保険の分類と種類
保険はその観点、内容、標準などから、いろいろに分類することができます。その主要な分類はつぎのとおりです。
公保険と私保険
保険が公共政策の実現手段としての性質の有無からの分類です。すなわち、公保険とは国や公共団体が共同経済的見地から行なう公的な政策の実現手段として運用される保険のことをいい、私保険とは関係者の純然たる私経済的見地から運営される保険をいいます。
公保険は、さらに社会政策の実現手段としての社会保険と産業政策の実現手段としての産業保険とに分けられます。
前者の例として健康保険、国民健康保険、日雇労働者健康保険、労働者災害補償保険、厚生年金保険、失業保険、船員保険、等があり、後者の例として農業保険、森林火災保険、漁船保険、中小企業信用保険および輸出保険、等があります。
営利保険と相互保険
保険経営が収益を目的とするかどうかによって区分した種類です。
営利保険とは保険の引受けを営業とする者が保険者となって行なう保険で保険料などの利益総額と支出した保険金総額との差額を利得します。

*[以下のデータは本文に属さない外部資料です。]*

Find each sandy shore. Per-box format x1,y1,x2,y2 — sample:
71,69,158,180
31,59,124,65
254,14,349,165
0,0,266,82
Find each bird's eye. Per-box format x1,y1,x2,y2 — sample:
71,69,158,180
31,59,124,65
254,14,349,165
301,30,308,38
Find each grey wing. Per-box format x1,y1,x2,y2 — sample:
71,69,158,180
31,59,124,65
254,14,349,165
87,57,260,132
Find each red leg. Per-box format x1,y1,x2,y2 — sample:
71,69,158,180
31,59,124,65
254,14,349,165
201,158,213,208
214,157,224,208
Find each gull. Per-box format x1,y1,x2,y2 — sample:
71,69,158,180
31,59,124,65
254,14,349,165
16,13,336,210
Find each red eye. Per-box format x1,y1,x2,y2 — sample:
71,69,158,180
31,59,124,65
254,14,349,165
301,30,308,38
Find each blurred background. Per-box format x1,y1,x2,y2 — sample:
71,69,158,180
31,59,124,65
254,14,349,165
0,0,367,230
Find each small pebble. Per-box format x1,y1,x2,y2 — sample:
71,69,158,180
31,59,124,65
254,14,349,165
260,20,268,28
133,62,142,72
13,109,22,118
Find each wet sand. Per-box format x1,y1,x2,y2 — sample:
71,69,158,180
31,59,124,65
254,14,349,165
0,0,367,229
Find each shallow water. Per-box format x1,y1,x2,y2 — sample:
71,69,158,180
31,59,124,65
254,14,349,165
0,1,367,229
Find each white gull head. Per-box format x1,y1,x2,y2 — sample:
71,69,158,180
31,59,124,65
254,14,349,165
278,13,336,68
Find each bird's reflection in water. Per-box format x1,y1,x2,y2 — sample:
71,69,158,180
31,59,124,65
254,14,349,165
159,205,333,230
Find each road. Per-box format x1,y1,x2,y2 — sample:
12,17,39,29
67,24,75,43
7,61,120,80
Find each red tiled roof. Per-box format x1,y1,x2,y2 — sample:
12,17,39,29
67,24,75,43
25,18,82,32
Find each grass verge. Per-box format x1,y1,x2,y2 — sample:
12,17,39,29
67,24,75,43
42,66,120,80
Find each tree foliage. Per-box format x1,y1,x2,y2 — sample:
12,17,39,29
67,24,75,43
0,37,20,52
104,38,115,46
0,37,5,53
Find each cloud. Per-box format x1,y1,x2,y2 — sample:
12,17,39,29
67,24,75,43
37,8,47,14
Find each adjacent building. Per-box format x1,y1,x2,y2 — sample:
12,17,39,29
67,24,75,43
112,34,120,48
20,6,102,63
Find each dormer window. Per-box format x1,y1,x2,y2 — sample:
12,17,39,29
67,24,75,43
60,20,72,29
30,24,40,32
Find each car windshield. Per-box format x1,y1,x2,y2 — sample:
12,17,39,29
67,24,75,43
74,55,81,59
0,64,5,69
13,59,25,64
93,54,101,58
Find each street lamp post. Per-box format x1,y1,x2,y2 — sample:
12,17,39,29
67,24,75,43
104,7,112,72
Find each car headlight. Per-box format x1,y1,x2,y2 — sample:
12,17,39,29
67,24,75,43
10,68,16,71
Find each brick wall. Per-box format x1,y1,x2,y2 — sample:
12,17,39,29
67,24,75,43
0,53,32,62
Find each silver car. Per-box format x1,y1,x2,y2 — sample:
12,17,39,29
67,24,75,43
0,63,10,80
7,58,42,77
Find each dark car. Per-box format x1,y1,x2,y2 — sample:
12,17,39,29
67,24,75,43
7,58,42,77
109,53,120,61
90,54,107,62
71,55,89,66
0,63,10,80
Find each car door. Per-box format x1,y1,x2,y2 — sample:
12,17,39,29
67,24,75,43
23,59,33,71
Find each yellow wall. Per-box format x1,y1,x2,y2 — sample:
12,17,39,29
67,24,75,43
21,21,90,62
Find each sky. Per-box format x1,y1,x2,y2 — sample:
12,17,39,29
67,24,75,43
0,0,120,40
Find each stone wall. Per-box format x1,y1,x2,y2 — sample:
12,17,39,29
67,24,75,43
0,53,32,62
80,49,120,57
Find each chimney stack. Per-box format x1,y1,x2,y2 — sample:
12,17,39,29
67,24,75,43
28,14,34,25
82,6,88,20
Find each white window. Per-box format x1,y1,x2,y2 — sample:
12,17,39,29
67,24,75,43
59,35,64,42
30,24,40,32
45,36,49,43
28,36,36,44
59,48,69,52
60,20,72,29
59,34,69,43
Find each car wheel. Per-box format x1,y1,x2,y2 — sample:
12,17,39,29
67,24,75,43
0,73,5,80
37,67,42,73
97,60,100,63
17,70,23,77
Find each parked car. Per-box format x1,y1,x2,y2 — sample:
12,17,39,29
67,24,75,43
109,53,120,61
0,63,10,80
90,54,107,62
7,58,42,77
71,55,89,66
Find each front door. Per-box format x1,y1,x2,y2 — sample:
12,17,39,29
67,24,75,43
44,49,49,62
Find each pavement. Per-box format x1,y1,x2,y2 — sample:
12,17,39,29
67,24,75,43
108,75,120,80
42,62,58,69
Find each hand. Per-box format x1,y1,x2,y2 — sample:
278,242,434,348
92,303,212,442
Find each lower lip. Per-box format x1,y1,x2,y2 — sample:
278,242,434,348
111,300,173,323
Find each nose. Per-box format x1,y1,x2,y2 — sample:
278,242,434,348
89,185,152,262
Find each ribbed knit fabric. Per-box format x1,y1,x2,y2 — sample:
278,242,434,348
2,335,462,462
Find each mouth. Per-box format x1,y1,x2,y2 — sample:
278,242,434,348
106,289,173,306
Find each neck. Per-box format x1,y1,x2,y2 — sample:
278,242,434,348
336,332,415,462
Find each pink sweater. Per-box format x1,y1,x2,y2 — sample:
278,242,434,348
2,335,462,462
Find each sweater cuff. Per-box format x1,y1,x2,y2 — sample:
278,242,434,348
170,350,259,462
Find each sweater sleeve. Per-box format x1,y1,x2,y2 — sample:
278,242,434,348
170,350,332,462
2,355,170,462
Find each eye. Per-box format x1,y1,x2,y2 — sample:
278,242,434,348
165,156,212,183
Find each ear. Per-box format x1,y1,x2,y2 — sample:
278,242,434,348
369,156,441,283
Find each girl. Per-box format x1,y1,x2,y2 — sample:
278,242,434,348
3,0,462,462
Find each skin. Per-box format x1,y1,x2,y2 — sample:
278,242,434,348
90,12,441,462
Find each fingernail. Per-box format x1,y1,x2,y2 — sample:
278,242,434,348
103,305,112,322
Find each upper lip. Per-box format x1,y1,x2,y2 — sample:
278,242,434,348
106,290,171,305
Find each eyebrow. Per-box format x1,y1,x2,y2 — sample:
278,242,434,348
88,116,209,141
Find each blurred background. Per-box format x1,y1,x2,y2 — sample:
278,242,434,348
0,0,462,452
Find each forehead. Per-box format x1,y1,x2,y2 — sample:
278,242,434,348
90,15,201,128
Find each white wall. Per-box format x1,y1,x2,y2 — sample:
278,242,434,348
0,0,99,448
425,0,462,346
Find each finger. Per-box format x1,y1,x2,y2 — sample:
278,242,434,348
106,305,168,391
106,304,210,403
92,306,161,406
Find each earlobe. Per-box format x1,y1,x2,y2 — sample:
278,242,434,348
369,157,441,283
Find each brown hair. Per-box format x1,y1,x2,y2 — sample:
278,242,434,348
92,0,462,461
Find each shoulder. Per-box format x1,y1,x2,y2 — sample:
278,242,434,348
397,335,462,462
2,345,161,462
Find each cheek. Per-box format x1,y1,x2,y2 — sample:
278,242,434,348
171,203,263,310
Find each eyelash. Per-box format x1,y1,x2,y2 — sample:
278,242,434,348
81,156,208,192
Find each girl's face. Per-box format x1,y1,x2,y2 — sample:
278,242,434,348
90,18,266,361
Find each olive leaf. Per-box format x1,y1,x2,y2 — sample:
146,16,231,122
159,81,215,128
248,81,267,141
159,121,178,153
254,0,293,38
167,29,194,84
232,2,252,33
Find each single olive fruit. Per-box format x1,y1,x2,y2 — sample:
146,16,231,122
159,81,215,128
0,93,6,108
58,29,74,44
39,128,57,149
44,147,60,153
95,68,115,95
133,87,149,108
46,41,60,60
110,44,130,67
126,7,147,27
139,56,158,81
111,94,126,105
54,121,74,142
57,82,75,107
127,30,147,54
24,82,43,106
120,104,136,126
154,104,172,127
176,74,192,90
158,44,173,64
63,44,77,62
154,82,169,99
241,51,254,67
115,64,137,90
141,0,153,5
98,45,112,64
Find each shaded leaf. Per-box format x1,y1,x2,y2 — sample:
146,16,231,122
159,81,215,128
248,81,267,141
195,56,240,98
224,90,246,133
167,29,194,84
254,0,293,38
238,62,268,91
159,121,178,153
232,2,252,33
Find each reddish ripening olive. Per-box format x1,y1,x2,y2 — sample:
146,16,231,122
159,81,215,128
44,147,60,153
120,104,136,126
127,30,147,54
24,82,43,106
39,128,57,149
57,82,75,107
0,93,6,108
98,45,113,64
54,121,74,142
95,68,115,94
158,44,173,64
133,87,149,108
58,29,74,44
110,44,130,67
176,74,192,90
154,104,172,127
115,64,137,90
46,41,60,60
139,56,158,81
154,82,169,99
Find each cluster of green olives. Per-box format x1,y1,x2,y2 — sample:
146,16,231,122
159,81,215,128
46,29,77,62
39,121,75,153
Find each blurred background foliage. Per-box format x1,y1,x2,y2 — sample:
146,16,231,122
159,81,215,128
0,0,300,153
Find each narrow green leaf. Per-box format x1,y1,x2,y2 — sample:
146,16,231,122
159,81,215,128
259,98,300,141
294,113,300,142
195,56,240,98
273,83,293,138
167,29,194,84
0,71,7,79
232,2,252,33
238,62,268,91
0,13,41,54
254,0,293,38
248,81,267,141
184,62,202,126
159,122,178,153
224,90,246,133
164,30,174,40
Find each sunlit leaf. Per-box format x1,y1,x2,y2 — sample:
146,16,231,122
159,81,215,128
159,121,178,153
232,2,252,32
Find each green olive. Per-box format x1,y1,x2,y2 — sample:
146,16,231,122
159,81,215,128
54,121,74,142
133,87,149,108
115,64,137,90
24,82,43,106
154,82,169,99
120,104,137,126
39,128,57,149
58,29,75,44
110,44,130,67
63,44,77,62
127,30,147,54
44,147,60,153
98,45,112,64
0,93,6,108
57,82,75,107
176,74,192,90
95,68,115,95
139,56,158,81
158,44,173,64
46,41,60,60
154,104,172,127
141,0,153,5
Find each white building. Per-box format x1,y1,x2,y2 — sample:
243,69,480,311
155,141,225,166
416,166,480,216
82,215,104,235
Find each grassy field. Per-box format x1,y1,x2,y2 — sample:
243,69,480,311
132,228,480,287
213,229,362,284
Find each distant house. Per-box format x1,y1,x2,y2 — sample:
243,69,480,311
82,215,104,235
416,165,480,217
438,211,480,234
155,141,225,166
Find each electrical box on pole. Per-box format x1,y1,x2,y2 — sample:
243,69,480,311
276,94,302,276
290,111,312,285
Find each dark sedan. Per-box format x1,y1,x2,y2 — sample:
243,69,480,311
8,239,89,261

日本では現在、損害保険事業は、ほとんどすべて営利保険として営まれ、いわゆる損保会社がこれを担当しています。
これに対し相互保険とは、保険加入者を構成員とし、相互の保険を行なうことを目的として結成された特殊な法律上の団体を保険者として、その構成員のために行なわれる保険のことをいいます。
この両保険の相違は営利保険が保険営業者と個々の加入希望者との有償的債権契約によるものであるのに対し、相互保険の場合は保険加入者は同時に保険者である保険団体の構成員(社員)ということになります。
したがって、こそ事業運営の方法は異なりますが、実際は後者の場合も社員の責任を約定の保険料に限定するなど企業的採算が合うよう運営していますので、現在では両者の差異はほとんど消滅し、両者の保険技術、経営実態は何ら変るところがないといわれています。
人保険と物保険
保険事故発生の客体が人であるか財物であるかによって区別する方法です。
人保険とは保険事故発生の客体が人である場合の保険で、その事故の種類によって死亡保険、生存保険、生死混合保険(いわゆる「養老保険」で被保険者が保険期間中に死亡したとき、または満期まで生存したときに所定の保険金額が支払われる保険)疾病保険、傷害保険、廃疾保険、母性保険および失業保険などに分かれます。
この人保険は保険事故によって発生する経済的必要額(損害額)を客観的に確定することは困難ですから、いわゆる確定保険を原則としています。
物保険とは財産保険(または財保険)ともいい、保険事故発生の客体が財物である場合の保険のことをいいます(中には具体的特定物を対象とするものを物保険,加入者の全財産を対象とするものを財産保険と区分けする学者もいます)この物保険ないし財産保険としては、火災保険、運送保険、海上保険、盗難保険、汽船保険、硝子保険、自動車保険、信用保険、保証保険などがあげられます。
定額保険と損害保険
保険事故が発生したときに支払われる保険金の金額の定め方からする分類です。定額保険とは保険事故が発生した場合、実損害の発生の有無またはその損害額に関係なく、当初に定められた金額を保険金として支払う保険で、損害保険とは、保険金を当初きめないで、保険事故発生によって生じた実損額によって定まる保険をいいます。
したがって後者を不定額保険ともよびます。
前述の人保険は多くの場合定額保険で、生命保険は、その典型的なものです。もっとも人保険のなかでも傷害保険などでは、不定額保険の場合もあります、これに対して、物保険ないし財産保険は、原則として損害保険です。
元受保険と再保険
保険金の支払責任発生の原因(保険事故の内容)にもとづく区別です。
元受保険とは、保険関係にもとづく保険金支払責任の負担という出来事を除いた偶発事故を保険事故とする保険のことで、原保険ともいいます。これに対し再保険は、ある保険者が引き受けた保険契約上の責任の一部または全部について、さらに他の保険者に保険をつける場合の保険をいいます。再保険は元受保険が生命保険であると損害保険であるとを問わず、損害保険の一種である責任保険です。
再保険は、高額保険の危険分散などによる保険団体の安定を図ったもので、なかには再保険にさらに再保険する再々保険というものもあります。
以上の分類のほか、海上保険と陸上保険、企業保険と家計保険などの分類もできます。
また、商法が分類するように損害保険と生命保険との分類もありますが、前者は、保険金の金額の決定方法を標準とする概念で、後者は保険事故の対象ないし種類を標準とする概念ですから、この分類は理論的には正しい分類の方法とはいえないでしょう。